Sorge um Chinas Wirtschaft treibt Yuan auf Tiefststand

Shanghai. Mit Chinas Landeswährung geht es weiter bergab: Der Kurs des Yuan fiel am Mittwoch im Vergleich zum Dollar auf den niedrigsten Stand seit fünf Jahren. Am frühen Morgen wurden in Shanghai für einen Dollar in der Spitze 6,6047 Yuan gezahlt – so viel wie zuletzt im Januar 2011. Nach einer leichten Erholung zum Jahresbeginn hat der Yuan damit seit vergangenem Sommer mehr als fünf Prozent zum Dollar verloren. Den Abwärtstrend begründeten Experten mit der weiterhin durchwachsenen Lage der chinesischen Wirtschaft.

„Die Wirtschaftsdaten haben sich in den vergangenen Monaten nicht wirklich gebessert, weshalb die Skepsis gegenüber dem Yuan nun wieder zunimmt“, sagte der Pekinger Ökonom Hu Xingdou. Zuvor hatte bereits der Internationale Währungsfonds (IWF) ein trübes Bild gezeichnet: Sollte China die Schulden seiner Unternehmen nicht in den Griff bekommen, würde das Land auf „ernsthafte Probleme“ zusteuern.

Der US-Hedgefonds Kyle Bass prognostiziert, dass Chinas Währung in den kommenden drei Jahren um 40 Prozent einbrechen werde.

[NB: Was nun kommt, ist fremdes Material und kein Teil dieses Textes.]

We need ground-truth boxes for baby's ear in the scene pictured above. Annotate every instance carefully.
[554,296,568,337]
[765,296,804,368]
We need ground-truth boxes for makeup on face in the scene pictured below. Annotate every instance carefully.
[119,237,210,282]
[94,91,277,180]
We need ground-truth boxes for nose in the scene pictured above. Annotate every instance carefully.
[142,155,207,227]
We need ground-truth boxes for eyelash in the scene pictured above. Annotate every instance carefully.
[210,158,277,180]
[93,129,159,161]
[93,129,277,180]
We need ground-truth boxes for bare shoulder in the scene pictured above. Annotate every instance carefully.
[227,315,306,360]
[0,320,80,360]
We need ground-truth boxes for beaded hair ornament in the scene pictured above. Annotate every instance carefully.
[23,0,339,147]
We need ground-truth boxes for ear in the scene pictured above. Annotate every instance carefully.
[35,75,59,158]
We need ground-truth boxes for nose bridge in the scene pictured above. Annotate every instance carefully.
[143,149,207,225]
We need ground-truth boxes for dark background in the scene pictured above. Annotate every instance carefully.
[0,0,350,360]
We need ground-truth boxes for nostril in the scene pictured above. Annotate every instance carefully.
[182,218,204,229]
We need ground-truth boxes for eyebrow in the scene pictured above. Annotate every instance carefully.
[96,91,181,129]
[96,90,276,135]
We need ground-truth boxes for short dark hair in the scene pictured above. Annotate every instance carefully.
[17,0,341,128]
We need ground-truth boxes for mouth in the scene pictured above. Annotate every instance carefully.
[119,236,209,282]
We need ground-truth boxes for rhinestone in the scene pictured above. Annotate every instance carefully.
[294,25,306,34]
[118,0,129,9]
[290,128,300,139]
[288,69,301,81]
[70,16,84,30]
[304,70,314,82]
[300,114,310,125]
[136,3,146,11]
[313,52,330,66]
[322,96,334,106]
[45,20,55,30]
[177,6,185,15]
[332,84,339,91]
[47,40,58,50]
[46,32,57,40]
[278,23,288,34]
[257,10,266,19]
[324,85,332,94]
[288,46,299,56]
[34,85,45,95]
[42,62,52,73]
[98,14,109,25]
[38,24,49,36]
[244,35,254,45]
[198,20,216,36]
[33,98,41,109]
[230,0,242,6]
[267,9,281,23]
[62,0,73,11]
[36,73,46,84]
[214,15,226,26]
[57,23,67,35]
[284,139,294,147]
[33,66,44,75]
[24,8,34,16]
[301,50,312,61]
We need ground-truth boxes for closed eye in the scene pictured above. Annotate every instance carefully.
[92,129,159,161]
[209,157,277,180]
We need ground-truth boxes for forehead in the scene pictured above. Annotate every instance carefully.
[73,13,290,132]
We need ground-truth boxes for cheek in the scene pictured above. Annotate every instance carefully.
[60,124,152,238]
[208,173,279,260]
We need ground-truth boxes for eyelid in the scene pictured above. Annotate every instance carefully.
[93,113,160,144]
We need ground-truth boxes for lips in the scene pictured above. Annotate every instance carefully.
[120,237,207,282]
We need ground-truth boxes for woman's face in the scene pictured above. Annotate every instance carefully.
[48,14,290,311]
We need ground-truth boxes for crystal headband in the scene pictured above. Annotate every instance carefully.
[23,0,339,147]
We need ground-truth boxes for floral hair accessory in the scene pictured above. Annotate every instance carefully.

Ähnliche Töne schlug der Investor George Soros an, der eine harte Landung der chinesischen Wirtschaft „unausweichlich“ nannte. Händler erklärten die erneuten Kursverluste auch mit der Entscheidung des US-Finanzdienstleisters MSCI, chinesische Aktien nicht in einen am Markt stark beachteten Index aufzunehmen.